Water is a human right that is indispensable for human dignity and the pursuit of other human rights.

But whilst Israeli authorities extract groundwater from below the Palestinians to fill Israeli swimming pools, irrigate Israeli landscapes and water Israeli lawns, it forbids Palestinians from tapping into it themselves.

It also restricts how much water the Palestinians can buy back, charging them around 3 times more than what it charges Israelis. It also shuts off water supplies to the Palestinians for days and weeks at a time.

As a result, Palestinians have to buy tankered water at exorbitant rates and collect rainwater in cisterns, despite storage conditions making for poor quality water.

Israeli authorities forbid Palestinians from upgrading their water infrastructure (which leaks about 30% of its supply) and they frequently demolish Palestinian water infrastructure, which it then forbids them from rebuilding.

For farmers, this deprivation means giving up on agricultural cultivation en masse (which Israeli authorities can then use as an excuse to expropriate the land).

For families, this means resorting to coping strategies like:

  • Buying water from unsafe sources.
  • Flushing toilets less frequently.
  • Washing less regularly and fully, using a jug to limit water used.
  • Washing clothes and floors as infrequently as possible.
  • Hand-washing using a small quantity of water instead of a washing machine.
  • Only growing rain-fed crops in home gardens or not keeping a home garden at all.
  • Keeping fewer animals or none at all.
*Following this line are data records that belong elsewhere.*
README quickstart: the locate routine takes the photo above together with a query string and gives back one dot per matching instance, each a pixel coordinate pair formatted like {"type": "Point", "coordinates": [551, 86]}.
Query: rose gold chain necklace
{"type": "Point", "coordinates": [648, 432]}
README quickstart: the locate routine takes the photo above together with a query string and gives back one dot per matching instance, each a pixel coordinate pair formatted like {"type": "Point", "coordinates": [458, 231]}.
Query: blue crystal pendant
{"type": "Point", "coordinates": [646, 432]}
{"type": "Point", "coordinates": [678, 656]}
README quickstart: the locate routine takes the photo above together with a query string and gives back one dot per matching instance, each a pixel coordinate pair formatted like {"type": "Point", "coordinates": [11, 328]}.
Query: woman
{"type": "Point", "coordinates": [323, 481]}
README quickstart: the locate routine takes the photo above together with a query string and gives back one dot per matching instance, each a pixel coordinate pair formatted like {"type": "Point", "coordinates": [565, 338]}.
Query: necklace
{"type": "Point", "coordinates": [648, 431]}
The net result is deliberately intended unhygienic and unsanitary conditions.

Water runs into our house only once or twice a week. Yet we receive so little of it that we can hardly store some in our water tanks.

Rayqa al-Malalha

Water pipelines that transmit water to Israeli settlements in the area surrounding Khirbet al-Hadidiyya are near our houses, but we are not allowed to access a single drop of the water they transport.

Abdul Rahim Hussein Bisharat

We wash the dishes in a bucket and save the water for the toilet. I constantly worry that someone will go to the toilet, because I have to figure out where to get the water. I tell the children to use the toilet at school before they come home.

Aminah Jabarin

When I arrived, they had already finished destroying the well. "Why have you done this?" I asked a soldier. Another soldier hit me with a black baton on my right shoulder. Destruction of my well consequently caused damage to the crops I had cultivated.

‘Umar Saleh ‘Abed

The water we get is salty and unfit for drinking. Sometimes it even smells bad. We use it only to clean the house and do dishes and laundry, but nothing ever feels really clean. The clothes sometimes smell bad and get stained. The water also ruins the washing machine.

Ibtesam Kheir a-Din

Water is always on our minds and it demands organization and planning. Sometimes, I imagine what it would be like if we had a water pipe like everybody else does. I don’t think about this a lot, because it won't happen, and we have no control over it. This is the way we live.